Johann Wilhelm Hertel (1727-1789) partage avec son compatriote Markus Heinrich Grauel la même ville de naissance, Eisenach (Thuringe) et indéniablement quelques proximités stylistiques. Sans doute encore plus que son compatriote il s’épanouit dans l’Empfindsamkeit, nous gratifiant au passage d’un premier mouvement sensible et galant dans lequel l’accompagnement entièrement dévolu aux cordes n’hésitent pas à régulièrement prendre le dessus, au risque d’écraser parfois le relief de l’ensemble. L’Adagio, sensible mais frôlant parfois le maniérisme, reste dispensable malgré la qualité de l’interprétation et c’est finalement le troisième mouvement que nous retiendrons de cette œuvre, en Allegro virevoltant, fier comme un hymne et dont la mélodie a la simplicité et la saveur des airs restant au cœur.

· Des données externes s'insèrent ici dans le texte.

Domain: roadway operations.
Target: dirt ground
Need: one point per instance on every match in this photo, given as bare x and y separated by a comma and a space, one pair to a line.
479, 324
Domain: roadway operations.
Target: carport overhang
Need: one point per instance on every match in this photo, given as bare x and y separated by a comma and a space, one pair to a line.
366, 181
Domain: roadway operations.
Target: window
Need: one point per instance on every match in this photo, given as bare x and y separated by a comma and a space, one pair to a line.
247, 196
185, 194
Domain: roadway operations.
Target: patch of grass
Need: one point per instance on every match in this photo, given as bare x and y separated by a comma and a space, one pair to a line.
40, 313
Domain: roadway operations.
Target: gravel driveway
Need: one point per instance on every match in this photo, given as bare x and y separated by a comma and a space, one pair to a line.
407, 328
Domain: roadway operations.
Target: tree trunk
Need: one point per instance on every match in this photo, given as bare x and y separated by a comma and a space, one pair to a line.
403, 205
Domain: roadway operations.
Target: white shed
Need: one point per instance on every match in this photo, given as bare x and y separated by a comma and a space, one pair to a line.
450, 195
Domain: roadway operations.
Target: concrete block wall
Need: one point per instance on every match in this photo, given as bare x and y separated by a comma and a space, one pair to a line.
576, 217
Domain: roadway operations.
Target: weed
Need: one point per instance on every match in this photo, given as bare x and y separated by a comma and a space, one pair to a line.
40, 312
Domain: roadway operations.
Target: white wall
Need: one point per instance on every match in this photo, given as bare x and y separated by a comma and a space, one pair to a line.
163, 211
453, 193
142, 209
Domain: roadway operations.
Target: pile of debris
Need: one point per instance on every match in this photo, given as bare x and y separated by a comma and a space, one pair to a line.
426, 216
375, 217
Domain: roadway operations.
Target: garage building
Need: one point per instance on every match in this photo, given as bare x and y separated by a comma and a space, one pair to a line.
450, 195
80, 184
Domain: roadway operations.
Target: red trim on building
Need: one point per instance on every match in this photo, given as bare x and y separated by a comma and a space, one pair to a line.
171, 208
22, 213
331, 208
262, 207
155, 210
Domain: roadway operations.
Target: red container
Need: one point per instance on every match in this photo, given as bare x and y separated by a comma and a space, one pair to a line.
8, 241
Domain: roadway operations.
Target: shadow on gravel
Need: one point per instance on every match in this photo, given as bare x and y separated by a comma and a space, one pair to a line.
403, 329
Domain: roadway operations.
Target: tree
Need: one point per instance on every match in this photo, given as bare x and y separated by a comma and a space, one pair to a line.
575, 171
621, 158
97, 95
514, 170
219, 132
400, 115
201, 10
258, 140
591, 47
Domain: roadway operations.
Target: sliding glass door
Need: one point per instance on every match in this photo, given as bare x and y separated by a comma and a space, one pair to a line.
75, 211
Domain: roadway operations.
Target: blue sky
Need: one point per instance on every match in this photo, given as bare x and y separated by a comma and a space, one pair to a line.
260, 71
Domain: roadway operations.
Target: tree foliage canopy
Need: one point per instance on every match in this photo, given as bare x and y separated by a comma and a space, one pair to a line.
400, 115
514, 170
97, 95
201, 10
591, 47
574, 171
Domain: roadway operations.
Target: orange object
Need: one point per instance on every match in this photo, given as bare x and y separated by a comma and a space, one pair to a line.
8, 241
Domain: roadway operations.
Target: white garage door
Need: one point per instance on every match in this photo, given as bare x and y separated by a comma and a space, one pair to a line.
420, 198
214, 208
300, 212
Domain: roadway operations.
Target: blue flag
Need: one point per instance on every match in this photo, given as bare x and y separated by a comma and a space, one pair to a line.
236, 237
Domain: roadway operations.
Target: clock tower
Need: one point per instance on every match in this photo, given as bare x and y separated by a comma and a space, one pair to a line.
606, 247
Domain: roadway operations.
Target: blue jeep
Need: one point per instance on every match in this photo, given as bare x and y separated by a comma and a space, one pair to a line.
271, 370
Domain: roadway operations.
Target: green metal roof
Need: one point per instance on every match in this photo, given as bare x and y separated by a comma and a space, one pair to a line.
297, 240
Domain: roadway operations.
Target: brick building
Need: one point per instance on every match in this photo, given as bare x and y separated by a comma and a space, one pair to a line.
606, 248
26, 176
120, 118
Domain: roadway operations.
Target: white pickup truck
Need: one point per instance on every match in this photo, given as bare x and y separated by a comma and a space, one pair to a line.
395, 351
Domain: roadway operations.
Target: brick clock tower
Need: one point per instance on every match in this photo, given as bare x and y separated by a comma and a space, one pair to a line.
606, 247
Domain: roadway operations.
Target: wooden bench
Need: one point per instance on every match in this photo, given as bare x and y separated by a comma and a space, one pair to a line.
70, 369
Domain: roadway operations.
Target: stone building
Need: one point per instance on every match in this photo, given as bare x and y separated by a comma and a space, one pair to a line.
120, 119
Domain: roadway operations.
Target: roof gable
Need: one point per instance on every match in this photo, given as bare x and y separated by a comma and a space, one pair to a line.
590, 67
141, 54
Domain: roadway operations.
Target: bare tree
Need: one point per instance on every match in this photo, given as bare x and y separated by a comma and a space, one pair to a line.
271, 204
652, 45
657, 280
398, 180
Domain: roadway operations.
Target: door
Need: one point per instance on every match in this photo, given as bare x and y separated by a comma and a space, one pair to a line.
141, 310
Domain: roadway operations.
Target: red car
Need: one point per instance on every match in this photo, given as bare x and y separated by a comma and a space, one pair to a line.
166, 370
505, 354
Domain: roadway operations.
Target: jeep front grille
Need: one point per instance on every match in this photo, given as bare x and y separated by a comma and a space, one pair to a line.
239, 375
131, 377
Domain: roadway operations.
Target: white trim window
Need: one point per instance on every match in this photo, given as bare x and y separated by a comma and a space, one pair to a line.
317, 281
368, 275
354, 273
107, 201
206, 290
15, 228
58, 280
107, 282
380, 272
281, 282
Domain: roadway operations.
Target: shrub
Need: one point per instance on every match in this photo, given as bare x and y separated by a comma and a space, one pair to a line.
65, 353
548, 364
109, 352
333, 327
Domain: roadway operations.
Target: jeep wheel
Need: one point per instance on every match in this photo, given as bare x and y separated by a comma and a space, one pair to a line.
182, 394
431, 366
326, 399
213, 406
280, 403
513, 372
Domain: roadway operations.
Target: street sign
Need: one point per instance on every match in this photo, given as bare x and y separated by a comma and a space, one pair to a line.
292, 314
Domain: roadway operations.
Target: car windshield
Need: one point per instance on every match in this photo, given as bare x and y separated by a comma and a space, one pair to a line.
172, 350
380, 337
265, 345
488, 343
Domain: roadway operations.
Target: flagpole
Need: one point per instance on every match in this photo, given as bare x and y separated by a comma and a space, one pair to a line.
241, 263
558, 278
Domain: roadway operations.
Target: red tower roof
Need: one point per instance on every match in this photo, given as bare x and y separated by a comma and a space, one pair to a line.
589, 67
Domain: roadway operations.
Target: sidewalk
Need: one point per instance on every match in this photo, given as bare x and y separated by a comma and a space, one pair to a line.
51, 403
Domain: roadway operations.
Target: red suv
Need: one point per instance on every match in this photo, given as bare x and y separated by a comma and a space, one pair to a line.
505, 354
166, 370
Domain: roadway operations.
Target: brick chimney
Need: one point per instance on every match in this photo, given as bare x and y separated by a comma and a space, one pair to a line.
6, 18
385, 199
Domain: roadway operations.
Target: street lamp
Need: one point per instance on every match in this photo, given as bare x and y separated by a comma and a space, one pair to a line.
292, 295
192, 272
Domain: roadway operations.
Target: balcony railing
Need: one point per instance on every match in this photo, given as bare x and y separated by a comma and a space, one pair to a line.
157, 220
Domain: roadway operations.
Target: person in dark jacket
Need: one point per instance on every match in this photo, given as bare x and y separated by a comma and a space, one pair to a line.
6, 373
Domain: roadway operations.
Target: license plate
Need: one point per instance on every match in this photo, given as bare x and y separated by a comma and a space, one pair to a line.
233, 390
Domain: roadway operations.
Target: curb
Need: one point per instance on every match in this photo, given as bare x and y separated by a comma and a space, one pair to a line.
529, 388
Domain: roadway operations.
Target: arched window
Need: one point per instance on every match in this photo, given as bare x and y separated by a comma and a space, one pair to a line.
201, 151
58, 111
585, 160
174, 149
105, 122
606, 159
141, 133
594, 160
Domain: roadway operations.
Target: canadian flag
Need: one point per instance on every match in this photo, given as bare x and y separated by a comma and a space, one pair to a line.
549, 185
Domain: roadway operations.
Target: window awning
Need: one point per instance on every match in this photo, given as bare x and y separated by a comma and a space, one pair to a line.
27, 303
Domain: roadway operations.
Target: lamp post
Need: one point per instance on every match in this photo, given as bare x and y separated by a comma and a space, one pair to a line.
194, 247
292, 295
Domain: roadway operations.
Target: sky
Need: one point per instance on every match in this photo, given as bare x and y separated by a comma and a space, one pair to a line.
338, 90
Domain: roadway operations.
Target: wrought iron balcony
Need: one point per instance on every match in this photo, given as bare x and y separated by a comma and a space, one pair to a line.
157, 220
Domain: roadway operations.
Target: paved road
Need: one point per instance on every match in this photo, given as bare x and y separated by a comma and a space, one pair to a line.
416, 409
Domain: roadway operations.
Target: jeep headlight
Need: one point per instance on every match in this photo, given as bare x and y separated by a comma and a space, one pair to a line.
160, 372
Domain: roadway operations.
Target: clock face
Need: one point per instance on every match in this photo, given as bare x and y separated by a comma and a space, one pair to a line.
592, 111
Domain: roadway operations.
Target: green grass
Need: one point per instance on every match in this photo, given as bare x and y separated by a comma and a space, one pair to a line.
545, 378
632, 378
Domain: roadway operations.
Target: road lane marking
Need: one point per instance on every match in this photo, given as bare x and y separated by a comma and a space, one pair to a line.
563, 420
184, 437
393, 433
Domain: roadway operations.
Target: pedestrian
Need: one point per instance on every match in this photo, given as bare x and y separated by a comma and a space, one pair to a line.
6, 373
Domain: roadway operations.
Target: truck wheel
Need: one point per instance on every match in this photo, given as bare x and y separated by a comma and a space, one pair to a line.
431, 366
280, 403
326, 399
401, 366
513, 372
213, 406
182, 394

La postérité ne fut pas toujours tendre avec Carl Friedrich Abel (1723-1787), souvent perçu comme un simple élève et continuateur resté dans l’ombre du grand Jean-Sébastien Bach, un virtuose de la viole de gambe dans un temps où elle était déjà désuète. Pourtant, si ce dernier fit en effet son apprentissage au sein de l’environnement artistique, pour le moins foisonnant et inspirant de Bach, jusqu’à être le partenaire de certains de ses enfants, il composa et ce bien avant son départ pour Londres en 1759. Pour preuve ce concerto pour violoncelle en Si bémol majeur, qui dès le premier mouvement fait preuve d’une belle construction mélodique, souvent plus complexe que ses contemporains associés au programme et qui, prouvant qu’il connait parfaitement les possibilités offertes par l’instrument, le pousse dans des registres aiguës assez inhabituels. Le premier mouvement est en cela assez caractéristique de l’œuvre et si le mouvement central, mélodieux en tous points mais plus conventionnel laisse un peu sur sa fin, c’est sur un final sur un Allegro tout en retenue qu’il conclue une œuvre révélatrice d’un talent qui ne demande qu’à être réévalué. Tout au long de ce voyage, l’accompagnement orchestral ciselé et précis de l’Ensemble Diderot, fluide et souple, d’une vitalité tendre, met fortement en valeur la soliste et insuffle une atmosphère joyeuse et souriante à ce répertoire moins mignard qu’il n’y paraît.

 

                                                                                              Pierre-Damien HOUVILLE

Technique : enregistrement précis et clair.